Just a curious thing to add: some of our customers who are trying our software on ESXi 7.0.0 report that the blocking doesn't happen everytime. In some cases they are indeed able to access the -flat.vmdk file and back it up.
Looks like vmkfstools -i is one way to work around the lock.
Did you find a second way to work around the lock ?
That sounds promising - please investigate those cases and keep us updated.
I am looking into releasing the locks by editing the heartbeat-section. But that will be a workaround which is not suitable for regular backup jobs.
Not yet, running vmkfstools on some .vmdk file to then send a SIGSTOP to the process seems too awkward to be taken into consideration, at least to me (update: tried, it didn't work).
I will try to find out why those files are blocked in a seemingly random way. I will share all that I can find here, nonetheless you seem to have a deeper knowledge of ESXi than I do.
> I am looking into releasing the locks by editing the heartbeat-section. But that will be a workaround which is not suitable for regular backup jobs.

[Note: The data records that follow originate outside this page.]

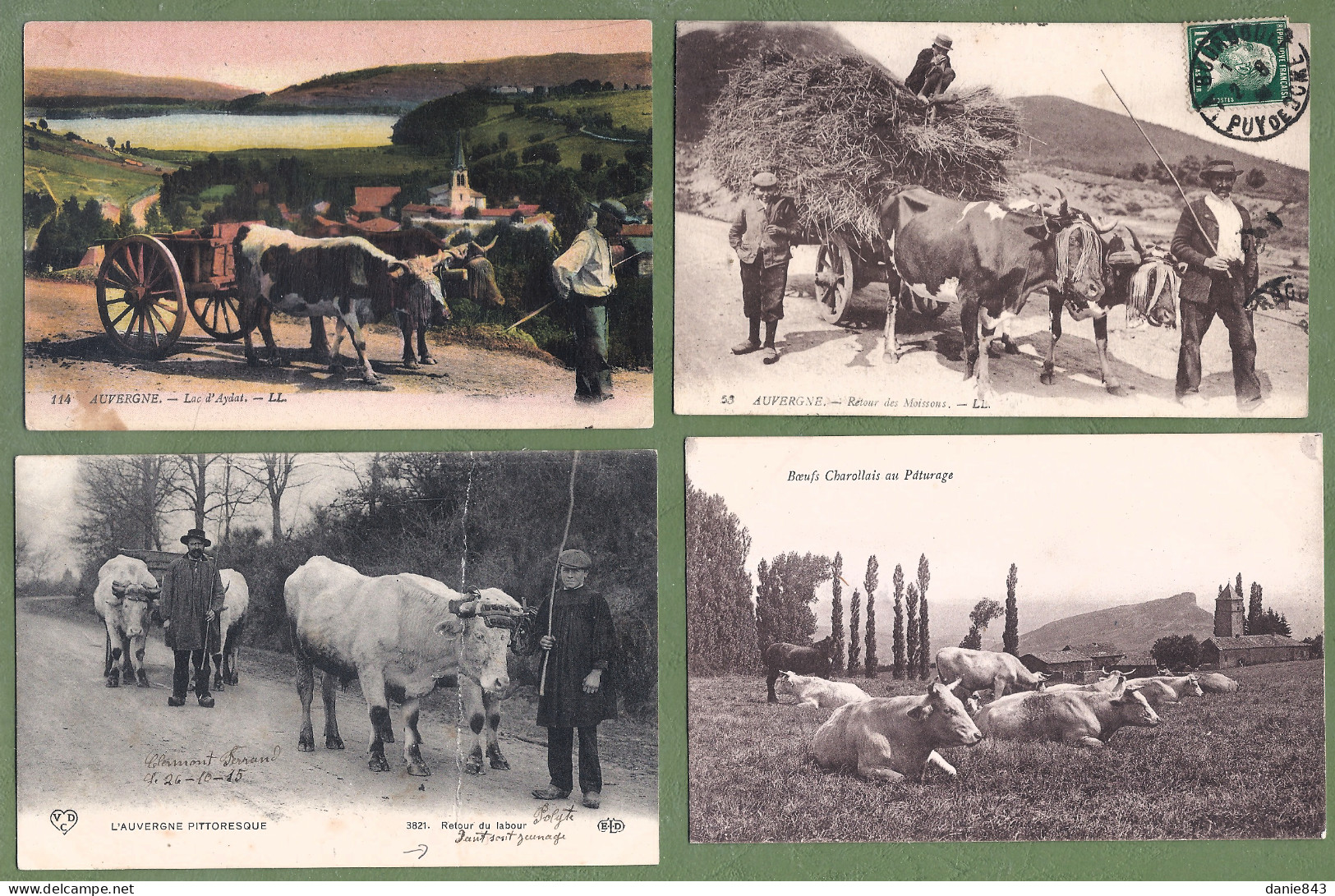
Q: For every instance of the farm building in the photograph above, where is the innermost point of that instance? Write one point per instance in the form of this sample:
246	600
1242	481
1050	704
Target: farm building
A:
1254	650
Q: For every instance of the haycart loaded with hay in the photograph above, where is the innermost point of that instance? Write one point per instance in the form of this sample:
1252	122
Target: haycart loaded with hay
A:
843	134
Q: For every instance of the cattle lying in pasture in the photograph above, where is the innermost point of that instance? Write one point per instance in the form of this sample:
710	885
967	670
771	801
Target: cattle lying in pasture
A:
231	624
892	738
345	278
983	669
1087	717
822	693
401	636
123	599
794	657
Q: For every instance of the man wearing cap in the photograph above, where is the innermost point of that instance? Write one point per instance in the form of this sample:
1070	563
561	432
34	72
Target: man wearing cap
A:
585	278
191	599
762	235
1215	239
932	72
576	695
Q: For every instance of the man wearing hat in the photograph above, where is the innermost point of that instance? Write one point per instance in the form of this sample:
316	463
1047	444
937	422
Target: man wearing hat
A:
762	235
576	692
191	599
1215	239
585	279
932	72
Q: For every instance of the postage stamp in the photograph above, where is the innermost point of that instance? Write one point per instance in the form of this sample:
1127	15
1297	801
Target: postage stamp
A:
469	203
170	715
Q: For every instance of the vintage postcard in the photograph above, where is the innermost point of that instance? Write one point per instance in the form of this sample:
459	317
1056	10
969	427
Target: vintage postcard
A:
337	660
469	203
992	219
993	639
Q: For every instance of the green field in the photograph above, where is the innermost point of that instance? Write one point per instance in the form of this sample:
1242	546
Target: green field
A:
1249	764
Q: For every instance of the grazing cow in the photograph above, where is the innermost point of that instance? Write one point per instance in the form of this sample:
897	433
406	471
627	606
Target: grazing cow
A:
982	669
989	260
1087	717
231	623
895	737
123	599
402	636
1213	682
822	693
807	661
342	277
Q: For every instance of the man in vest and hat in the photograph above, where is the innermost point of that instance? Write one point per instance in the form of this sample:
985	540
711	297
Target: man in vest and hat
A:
762	235
576	692
1215	241
190	603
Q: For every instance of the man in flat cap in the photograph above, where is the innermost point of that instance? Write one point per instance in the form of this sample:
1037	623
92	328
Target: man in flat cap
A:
576	693
762	235
585	279
190	601
1215	239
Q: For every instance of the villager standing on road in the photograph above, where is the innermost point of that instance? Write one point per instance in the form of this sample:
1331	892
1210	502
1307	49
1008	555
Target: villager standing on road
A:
577	695
585	279
762	235
1215	239
191	599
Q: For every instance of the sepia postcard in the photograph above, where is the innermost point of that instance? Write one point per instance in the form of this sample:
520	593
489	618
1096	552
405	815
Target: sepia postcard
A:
337	660
469	203
992	219
1019	637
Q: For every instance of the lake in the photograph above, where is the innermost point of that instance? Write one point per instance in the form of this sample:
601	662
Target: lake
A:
218	131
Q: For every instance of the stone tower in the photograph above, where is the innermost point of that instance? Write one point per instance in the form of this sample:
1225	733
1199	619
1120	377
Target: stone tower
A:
1228	613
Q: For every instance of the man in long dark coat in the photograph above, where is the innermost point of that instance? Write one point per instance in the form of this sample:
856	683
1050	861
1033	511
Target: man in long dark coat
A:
577	695
191	599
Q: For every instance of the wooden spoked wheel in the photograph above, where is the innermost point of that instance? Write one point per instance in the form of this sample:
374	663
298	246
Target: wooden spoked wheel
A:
219	315
833	279
140	296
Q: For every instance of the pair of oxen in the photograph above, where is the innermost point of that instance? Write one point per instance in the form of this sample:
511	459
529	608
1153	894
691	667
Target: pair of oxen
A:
991	258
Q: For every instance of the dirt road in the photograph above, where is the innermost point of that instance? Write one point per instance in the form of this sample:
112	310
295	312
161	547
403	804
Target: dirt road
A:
66	354
111	752
843	367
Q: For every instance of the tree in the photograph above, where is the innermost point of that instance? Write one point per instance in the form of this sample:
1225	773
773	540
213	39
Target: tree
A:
837	609
1010	635
869	581
899	621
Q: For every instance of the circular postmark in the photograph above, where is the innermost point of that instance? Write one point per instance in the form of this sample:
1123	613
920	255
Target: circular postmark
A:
1249	80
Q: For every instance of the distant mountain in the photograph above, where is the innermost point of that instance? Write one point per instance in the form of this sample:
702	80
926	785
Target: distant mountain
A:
83	83
1085	138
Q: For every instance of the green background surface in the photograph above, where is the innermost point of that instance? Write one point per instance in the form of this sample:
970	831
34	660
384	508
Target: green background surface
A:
1195	860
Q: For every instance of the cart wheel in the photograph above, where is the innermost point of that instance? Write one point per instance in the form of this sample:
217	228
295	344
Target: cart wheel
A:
833	279
140	296
219	315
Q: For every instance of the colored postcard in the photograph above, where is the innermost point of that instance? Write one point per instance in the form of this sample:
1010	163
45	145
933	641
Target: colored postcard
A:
339	224
337	660
1019	637
992	219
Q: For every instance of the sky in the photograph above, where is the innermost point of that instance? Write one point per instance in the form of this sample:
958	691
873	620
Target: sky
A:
1104	520
271	55
1146	62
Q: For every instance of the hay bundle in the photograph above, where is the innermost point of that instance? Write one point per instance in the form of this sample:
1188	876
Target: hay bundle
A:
841	134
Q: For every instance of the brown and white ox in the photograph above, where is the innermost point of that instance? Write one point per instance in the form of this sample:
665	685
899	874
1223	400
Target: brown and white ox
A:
988	258
123	599
342	277
402	636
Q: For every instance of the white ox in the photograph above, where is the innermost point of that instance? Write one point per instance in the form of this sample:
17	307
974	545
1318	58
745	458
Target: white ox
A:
123	599
983	669
231	623
1087	717
401	636
892	738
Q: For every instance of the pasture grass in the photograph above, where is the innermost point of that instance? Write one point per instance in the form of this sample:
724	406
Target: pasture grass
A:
1242	765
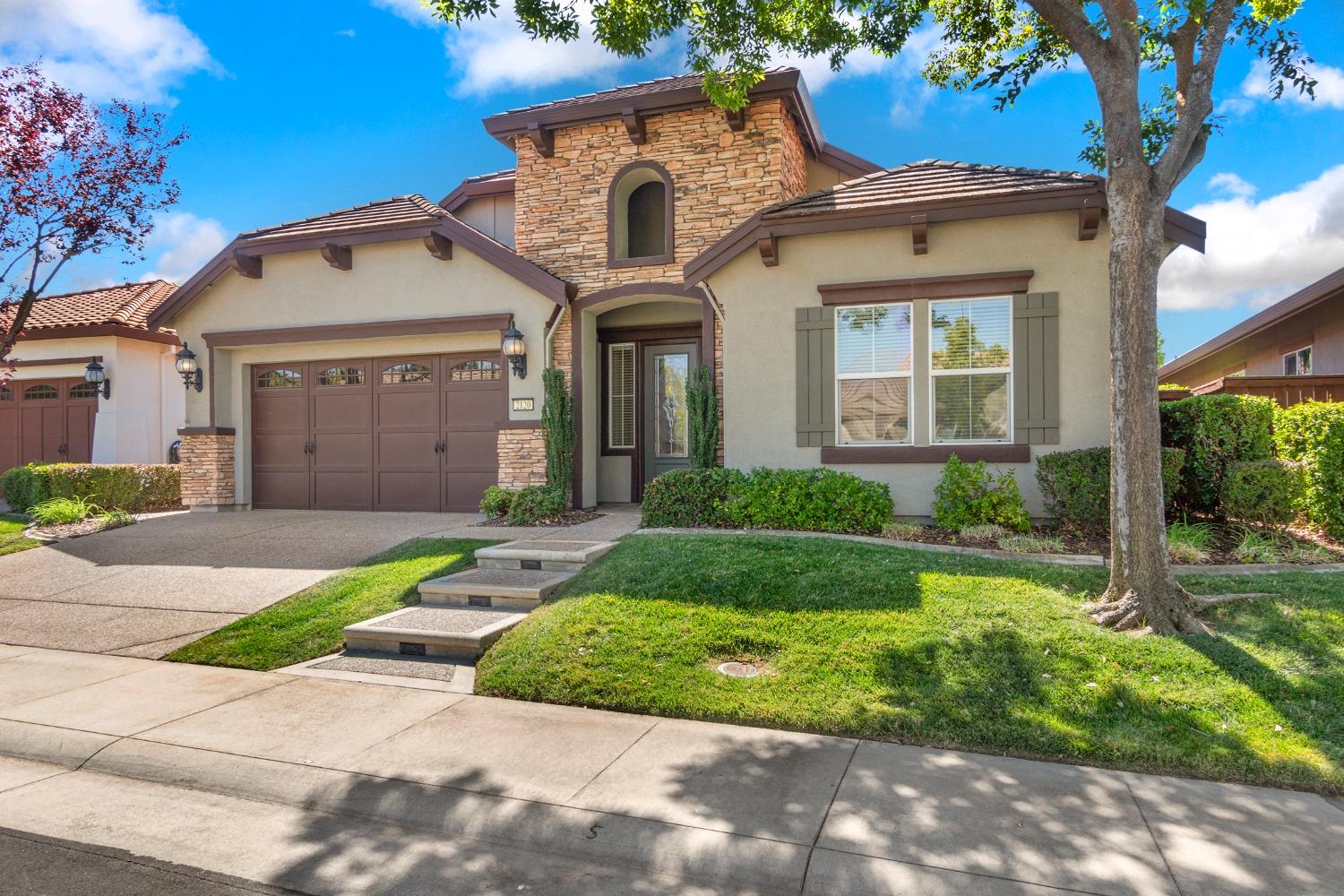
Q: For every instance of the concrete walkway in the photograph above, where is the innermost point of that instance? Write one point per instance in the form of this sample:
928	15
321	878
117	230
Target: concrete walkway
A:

No hope on that road : no chance to manipulate the locks while the VM is running. Tried it but both the device and the .vh.sf are readonly for commands like dd.
What about releasing the locks before switching the VM on?. If this is to be done in the hearbeat.section, I believe it won't be valid for clustered scenarios, but could very well serve spare ESXi hosts systems.
Also it's worth noting that the physical disks can be read one byte at a time, which is useless for backups, but may be useful for other situations.
I was able to get some .vmx files from the VMs that are being backed up as well as the ones that are not.
I suspect that some variable in the .vmx file can be the reason why some -flat.vmdk files are not being locked.
I will perform a comparative study on this.